Dieser siebte Jahrgang hat sich wirklich verändert, scherzte seine innere Stimme, jetzt sag ihnen schon was du denkst...
Sein Blick glitt über die Schüler, jeder einzelne wartete gespannt auf seine Antwort, er räusperte sich, „ich denke, wenn jemand diesen Trank nehmen würde, ohne vergiftet worden zu sein... wird er sterben. Dann tritt die paradoxe Wirkung ein, wenn der Trank kein Gift hat, was er bekämpfen kann, wird er die Zellen des Körpers von ‚alltäglichen Giften' befreien... was schließlich dazu führen wird, dass die Zellen sich auflösen und der Mensch verstirbt. Aber... ich kann mir vorstellen, dass es... ein wirklich schmerzloser, beinahe schon schöner Tod wäre...", er machte eine kurze Pause, „was ich trotzdem niemandem von Ihnen raten möchte, der Tod ist endlich. Danach gibt es kein Zurück mehr.", alle nickten nachdenklich, musterten den Trank oder ihren Professor neugierig, noch nie war er so freundlich gewesen, hatte Schüler an seinen Gedanken teilhaben lassen.
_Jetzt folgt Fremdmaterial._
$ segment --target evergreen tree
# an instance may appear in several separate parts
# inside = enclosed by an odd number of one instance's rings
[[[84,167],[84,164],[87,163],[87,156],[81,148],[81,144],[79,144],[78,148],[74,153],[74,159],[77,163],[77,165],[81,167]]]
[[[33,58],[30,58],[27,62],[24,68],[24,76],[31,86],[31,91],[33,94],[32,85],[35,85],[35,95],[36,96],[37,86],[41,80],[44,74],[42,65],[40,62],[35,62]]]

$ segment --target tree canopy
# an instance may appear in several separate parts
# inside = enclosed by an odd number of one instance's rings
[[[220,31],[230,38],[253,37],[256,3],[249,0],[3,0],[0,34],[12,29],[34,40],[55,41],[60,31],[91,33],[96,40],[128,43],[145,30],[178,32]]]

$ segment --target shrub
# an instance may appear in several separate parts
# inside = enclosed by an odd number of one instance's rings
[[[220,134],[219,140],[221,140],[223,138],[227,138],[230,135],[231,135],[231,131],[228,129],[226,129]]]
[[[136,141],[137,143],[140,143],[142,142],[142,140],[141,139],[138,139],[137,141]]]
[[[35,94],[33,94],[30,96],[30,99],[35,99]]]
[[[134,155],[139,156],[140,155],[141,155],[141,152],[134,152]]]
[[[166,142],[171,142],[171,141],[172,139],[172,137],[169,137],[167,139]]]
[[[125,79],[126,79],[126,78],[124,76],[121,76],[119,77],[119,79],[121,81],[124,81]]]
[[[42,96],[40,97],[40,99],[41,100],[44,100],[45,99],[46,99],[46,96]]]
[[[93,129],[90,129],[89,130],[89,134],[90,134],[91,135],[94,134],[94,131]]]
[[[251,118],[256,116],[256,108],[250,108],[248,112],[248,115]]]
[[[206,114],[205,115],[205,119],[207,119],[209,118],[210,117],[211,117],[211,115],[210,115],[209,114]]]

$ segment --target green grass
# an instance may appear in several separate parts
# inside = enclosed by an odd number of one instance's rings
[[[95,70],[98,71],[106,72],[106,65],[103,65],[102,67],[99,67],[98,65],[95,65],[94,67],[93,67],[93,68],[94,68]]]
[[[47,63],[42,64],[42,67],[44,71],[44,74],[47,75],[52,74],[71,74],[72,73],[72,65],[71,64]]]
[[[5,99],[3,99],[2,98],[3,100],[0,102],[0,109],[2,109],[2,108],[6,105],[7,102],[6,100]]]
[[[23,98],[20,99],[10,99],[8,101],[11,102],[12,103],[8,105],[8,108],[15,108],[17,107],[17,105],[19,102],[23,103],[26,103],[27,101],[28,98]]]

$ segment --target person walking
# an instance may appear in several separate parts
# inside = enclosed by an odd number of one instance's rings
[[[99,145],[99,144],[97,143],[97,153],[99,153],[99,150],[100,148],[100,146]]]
„Ich hoffe Sie haben alle gut aufgepasst, es könnte sein, dass nach den Ferien ein kleiner Test auf Sie wartet...", die Strenge in der Stimme war wieder da, „Und jetzt raus, Sie haben noch Unterricht...", er schwenkte den Zauberstab, damit die Tür aufflog, die Siebtklässler holten ihre Sachen, verließen dann zügig den Raum, aber nicht bevor sie sich alle auf irgendeiner Weise bei ihm bedankten.
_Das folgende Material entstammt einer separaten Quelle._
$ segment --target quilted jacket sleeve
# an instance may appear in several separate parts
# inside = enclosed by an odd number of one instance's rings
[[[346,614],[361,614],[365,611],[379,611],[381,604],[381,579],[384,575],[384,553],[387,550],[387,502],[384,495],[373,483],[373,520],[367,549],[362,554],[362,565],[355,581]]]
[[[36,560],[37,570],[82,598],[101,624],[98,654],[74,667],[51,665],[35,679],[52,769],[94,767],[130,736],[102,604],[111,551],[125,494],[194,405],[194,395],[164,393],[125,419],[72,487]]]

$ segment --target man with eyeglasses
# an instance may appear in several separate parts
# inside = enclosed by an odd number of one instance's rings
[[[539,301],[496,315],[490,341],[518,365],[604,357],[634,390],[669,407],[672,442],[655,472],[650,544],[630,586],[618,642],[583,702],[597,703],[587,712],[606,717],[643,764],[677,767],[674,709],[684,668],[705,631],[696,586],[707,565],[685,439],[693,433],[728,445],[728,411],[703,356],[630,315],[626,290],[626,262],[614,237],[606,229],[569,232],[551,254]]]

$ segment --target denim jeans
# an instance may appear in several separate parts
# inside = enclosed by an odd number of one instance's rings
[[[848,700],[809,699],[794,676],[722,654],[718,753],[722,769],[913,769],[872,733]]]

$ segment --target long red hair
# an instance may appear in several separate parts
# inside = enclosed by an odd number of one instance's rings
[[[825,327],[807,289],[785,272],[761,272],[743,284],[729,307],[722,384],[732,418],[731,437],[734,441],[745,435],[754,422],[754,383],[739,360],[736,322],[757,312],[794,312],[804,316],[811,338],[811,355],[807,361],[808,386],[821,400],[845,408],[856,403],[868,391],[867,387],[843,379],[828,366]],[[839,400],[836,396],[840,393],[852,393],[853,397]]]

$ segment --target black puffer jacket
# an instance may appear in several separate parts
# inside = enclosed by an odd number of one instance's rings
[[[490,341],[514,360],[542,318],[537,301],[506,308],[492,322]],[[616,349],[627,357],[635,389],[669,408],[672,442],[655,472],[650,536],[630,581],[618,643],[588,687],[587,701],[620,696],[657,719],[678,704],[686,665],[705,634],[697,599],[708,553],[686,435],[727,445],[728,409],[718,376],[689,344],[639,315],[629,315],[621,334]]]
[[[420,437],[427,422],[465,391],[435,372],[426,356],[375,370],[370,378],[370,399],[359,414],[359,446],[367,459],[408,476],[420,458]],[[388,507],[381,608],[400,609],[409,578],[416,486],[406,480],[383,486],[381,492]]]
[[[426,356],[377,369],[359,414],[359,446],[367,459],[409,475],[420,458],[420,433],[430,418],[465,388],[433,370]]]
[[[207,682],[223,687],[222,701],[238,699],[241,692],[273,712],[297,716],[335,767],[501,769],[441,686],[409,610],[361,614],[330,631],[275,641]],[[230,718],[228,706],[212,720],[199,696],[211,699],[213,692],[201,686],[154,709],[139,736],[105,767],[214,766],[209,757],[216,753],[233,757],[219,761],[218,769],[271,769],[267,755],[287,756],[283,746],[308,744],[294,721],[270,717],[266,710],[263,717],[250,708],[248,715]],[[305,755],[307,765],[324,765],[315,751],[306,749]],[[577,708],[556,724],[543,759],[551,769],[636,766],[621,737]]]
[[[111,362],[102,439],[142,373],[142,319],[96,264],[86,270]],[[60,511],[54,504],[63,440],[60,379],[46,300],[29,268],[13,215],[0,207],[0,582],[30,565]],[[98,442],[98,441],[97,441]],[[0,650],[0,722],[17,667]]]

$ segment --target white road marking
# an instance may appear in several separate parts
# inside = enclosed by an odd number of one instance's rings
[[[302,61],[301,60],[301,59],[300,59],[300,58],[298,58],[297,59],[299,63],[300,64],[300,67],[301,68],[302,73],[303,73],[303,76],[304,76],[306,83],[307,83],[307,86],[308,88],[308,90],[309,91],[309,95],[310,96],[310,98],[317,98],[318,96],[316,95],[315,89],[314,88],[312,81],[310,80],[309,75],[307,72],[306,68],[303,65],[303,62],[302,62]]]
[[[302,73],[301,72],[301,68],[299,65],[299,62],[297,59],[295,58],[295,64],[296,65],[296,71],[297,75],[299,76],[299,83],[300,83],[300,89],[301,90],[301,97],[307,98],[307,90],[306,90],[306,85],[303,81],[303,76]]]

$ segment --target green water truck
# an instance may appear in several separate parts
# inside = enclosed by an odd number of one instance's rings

Als er wieder allein war, füllte er vorsichtig den Trank in zwei Phiolen, mehr würde bei dieser Art von Tränken nicht herauskommen, was unter Anderem auch den Wert der Tränke ausmachte.
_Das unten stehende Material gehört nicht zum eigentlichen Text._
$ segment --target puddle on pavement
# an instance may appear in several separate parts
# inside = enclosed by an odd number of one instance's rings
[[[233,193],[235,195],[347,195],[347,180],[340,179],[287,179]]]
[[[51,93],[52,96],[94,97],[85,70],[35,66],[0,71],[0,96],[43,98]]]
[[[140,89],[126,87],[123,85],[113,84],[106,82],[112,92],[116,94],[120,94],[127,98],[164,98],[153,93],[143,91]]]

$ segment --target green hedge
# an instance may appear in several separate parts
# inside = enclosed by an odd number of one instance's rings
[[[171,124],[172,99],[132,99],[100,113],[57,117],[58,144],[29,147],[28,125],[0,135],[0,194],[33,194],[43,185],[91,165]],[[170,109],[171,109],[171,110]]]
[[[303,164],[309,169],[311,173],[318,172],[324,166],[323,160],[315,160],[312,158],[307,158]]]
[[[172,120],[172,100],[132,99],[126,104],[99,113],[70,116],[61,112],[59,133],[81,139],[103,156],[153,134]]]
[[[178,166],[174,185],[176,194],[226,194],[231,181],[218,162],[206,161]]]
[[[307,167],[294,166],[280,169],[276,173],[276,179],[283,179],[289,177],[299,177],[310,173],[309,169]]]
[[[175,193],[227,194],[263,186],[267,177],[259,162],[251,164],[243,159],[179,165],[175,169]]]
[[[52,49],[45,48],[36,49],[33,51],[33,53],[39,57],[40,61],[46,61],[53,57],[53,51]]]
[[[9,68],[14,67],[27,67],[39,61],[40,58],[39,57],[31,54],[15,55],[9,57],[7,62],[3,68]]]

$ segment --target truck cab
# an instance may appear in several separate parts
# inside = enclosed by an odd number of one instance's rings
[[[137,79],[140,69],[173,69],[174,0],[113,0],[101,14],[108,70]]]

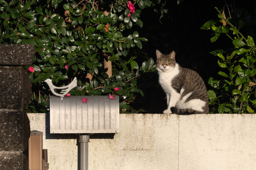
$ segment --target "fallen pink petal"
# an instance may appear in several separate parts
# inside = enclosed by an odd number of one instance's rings
[[[32,66],[29,67],[28,69],[27,69],[27,70],[30,73],[34,73],[35,72],[35,71],[34,70],[34,68]]]
[[[109,94],[109,95],[108,96],[110,99],[115,99],[116,97],[115,97],[115,96],[116,96],[116,95],[112,96],[110,94]]]
[[[119,89],[118,87],[115,87],[115,88],[114,88],[114,90],[115,91],[118,91],[119,90],[119,89]]]
[[[87,103],[87,100],[88,100],[88,98],[85,99],[84,98],[83,98],[82,99],[81,99],[81,100],[82,100],[82,101],[83,102],[83,103]]]

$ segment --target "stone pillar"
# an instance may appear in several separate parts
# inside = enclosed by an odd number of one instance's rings
[[[24,108],[32,95],[23,66],[31,64],[34,47],[0,44],[0,169],[28,170],[23,151],[30,134]]]

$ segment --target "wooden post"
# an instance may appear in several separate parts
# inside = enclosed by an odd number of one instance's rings
[[[43,132],[31,131],[28,140],[28,166],[30,170],[43,169]]]

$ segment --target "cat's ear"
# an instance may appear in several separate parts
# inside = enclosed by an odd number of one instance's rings
[[[155,51],[155,53],[156,53],[156,58],[160,58],[163,56],[163,55],[159,50],[157,49],[156,51]]]
[[[171,58],[172,59],[175,59],[175,52],[174,51],[173,51],[172,53],[168,55],[168,57]]]

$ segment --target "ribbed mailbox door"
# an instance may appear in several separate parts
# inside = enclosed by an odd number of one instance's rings
[[[86,103],[82,98],[88,98]],[[51,133],[119,132],[118,97],[71,96],[50,97]]]

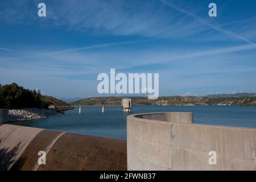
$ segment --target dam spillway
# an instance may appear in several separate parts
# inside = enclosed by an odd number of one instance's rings
[[[38,152],[46,152],[39,165]],[[126,170],[126,141],[3,124],[0,170]]]
[[[128,170],[256,170],[255,129],[193,123],[192,113],[130,115],[127,125]]]
[[[255,146],[256,129],[196,124],[187,112],[130,115],[127,142],[3,123],[0,170],[256,170]]]

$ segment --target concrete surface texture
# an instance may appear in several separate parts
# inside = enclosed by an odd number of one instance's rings
[[[8,109],[0,109],[0,123],[6,123],[9,121]]]
[[[126,169],[126,140],[0,125],[0,170]]]
[[[256,169],[256,129],[195,124],[191,113],[130,115],[127,126],[128,170]]]

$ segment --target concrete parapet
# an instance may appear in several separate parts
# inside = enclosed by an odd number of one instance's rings
[[[256,169],[254,129],[195,124],[191,113],[131,115],[127,127],[129,170]]]
[[[8,109],[0,109],[0,123],[6,123],[9,121]]]

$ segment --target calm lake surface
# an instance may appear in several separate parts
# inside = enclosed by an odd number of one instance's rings
[[[194,113],[194,123],[256,128],[256,106],[142,106],[126,113],[120,108],[82,109],[65,111],[47,118],[12,124],[71,133],[126,139],[126,117],[129,114],[160,111]]]

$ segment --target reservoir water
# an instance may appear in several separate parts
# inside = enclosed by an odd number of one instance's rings
[[[141,106],[127,113],[122,109],[105,107],[65,111],[46,118],[11,124],[67,132],[126,138],[126,117],[129,114],[160,111],[188,111],[194,113],[194,123],[256,128],[256,106]]]

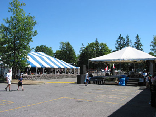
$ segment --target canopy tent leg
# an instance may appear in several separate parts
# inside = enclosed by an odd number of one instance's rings
[[[36,67],[36,75],[37,75],[37,67]]]

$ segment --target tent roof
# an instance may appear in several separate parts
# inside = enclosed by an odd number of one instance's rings
[[[141,62],[142,60],[156,60],[156,57],[132,47],[125,47],[119,51],[89,60],[104,62]]]
[[[27,62],[30,64],[29,67],[78,68],[43,52],[30,52],[27,57]]]

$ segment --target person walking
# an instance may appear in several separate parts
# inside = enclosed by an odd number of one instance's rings
[[[89,74],[88,74],[88,71],[87,71],[87,73],[86,73],[86,84],[85,84],[85,86],[87,86],[88,83],[89,83]]]
[[[18,91],[19,91],[19,86],[21,86],[22,87],[22,91],[24,91],[24,89],[23,89],[23,85],[22,85],[22,81],[23,81],[23,78],[22,78],[22,75],[20,75],[20,78],[18,79]]]
[[[7,73],[6,75],[6,80],[7,80],[7,87],[5,88],[5,90],[7,91],[7,88],[9,87],[9,91],[11,91],[10,87],[11,87],[11,80],[12,80],[12,73],[11,73],[11,69],[9,69],[9,73]]]

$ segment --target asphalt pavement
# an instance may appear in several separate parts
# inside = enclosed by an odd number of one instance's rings
[[[154,117],[144,86],[76,84],[76,78],[25,84],[5,91],[0,83],[0,117]],[[31,82],[31,81],[30,81]]]

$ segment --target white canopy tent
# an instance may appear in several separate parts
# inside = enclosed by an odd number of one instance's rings
[[[101,62],[141,62],[143,60],[156,60],[156,57],[149,55],[143,51],[137,50],[132,47],[125,47],[119,51],[112,52],[107,55],[89,59],[90,61]]]
[[[125,47],[119,51],[112,52],[107,55],[89,59],[91,62],[107,62],[107,63],[139,63],[150,60],[150,73],[153,74],[156,57],[149,55],[143,51],[132,47]]]

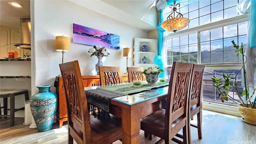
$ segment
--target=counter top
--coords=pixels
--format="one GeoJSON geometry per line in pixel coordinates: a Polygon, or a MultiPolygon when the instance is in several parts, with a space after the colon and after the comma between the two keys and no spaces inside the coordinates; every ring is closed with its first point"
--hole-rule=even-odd
{"type": "Polygon", "coordinates": [[[31,78],[31,76],[0,76],[0,78],[31,78]]]}
{"type": "Polygon", "coordinates": [[[31,59],[23,59],[19,58],[9,58],[6,59],[0,59],[0,61],[31,61],[31,59]]]}

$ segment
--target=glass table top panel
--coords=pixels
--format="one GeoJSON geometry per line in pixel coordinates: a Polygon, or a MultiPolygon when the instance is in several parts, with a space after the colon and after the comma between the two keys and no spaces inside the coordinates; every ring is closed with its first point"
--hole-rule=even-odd
{"type": "Polygon", "coordinates": [[[154,89],[136,94],[113,98],[114,100],[129,105],[132,105],[158,97],[164,96],[168,93],[168,86],[164,87],[154,89]]]}

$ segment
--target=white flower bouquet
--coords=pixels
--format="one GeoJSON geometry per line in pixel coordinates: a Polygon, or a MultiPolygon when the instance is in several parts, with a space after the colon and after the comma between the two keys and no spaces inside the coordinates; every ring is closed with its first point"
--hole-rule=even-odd
{"type": "Polygon", "coordinates": [[[93,48],[89,49],[88,52],[92,54],[91,57],[93,56],[108,56],[110,54],[109,50],[104,46],[101,47],[101,46],[94,46],[93,48]]]}
{"type": "Polygon", "coordinates": [[[159,70],[159,66],[156,65],[154,67],[148,66],[147,69],[144,70],[144,71],[141,73],[144,74],[159,74],[162,72],[164,72],[164,70],[159,70]]]}

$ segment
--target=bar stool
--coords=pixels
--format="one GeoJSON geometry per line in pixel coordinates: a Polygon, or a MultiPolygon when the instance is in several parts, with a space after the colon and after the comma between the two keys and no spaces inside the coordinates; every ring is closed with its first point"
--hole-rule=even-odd
{"type": "Polygon", "coordinates": [[[10,117],[11,126],[14,125],[14,112],[24,110],[24,107],[19,109],[15,109],[14,108],[15,96],[22,94],[25,94],[25,101],[29,99],[28,90],[4,89],[0,90],[0,98],[4,98],[4,106],[1,107],[1,109],[4,108],[4,115],[1,115],[1,116],[10,117]],[[10,97],[10,109],[7,108],[7,98],[8,97],[10,97]],[[7,115],[7,111],[8,110],[10,111],[10,115],[7,115]]]}

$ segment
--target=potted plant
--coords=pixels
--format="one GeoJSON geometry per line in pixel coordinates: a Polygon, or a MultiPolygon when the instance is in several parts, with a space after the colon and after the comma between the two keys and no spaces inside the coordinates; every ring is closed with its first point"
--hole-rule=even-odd
{"type": "Polygon", "coordinates": [[[28,51],[26,51],[25,53],[25,54],[23,55],[23,57],[26,58],[26,59],[30,59],[30,56],[31,55],[31,54],[30,54],[28,51]]]}
{"type": "Polygon", "coordinates": [[[236,52],[237,53],[237,56],[239,54],[242,56],[242,67],[234,78],[230,77],[231,74],[227,74],[223,73],[222,76],[224,79],[224,81],[222,81],[222,78],[218,78],[213,76],[213,78],[212,78],[212,84],[217,89],[219,92],[218,98],[221,98],[221,100],[223,102],[225,100],[227,101],[228,99],[233,100],[234,102],[238,104],[238,110],[242,116],[242,120],[248,123],[256,124],[256,96],[255,96],[256,88],[249,86],[247,81],[247,76],[245,67],[247,58],[244,54],[244,46],[242,43],[240,46],[236,45],[234,40],[232,42],[234,47],[236,49],[236,52]],[[242,70],[244,79],[244,89],[241,94],[241,92],[239,92],[236,80],[238,74],[242,70]],[[240,100],[234,98],[228,94],[229,91],[232,88],[230,85],[230,84],[233,83],[233,79],[234,80],[234,82],[235,84],[235,89],[240,100]],[[252,92],[250,92],[250,90],[252,91],[252,92]]]}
Er reinigte den Raum magisch, nahm die zwei Phiolen und ging durch den Durchgang seines Labors in seine Privaträume, legte die Phiolen auf seinen Schreibtisch und lief ins Badezimmer. Diese Unterrichtsstunden hatten viel Kraft und Konzentration gefordert, er war nassgeschwitzt, spürte die klamme Kleidung auf seinem Körper und die Feuchtigkeit auf seinem Kopf.
Er entkleidete sich, stieg in die Dusche und wusch die ganze Anstrengung der Stunden von sich, der Trank forderte alles an Konzentration und Können ab und er hatte ihn ohne Fehler brauen können.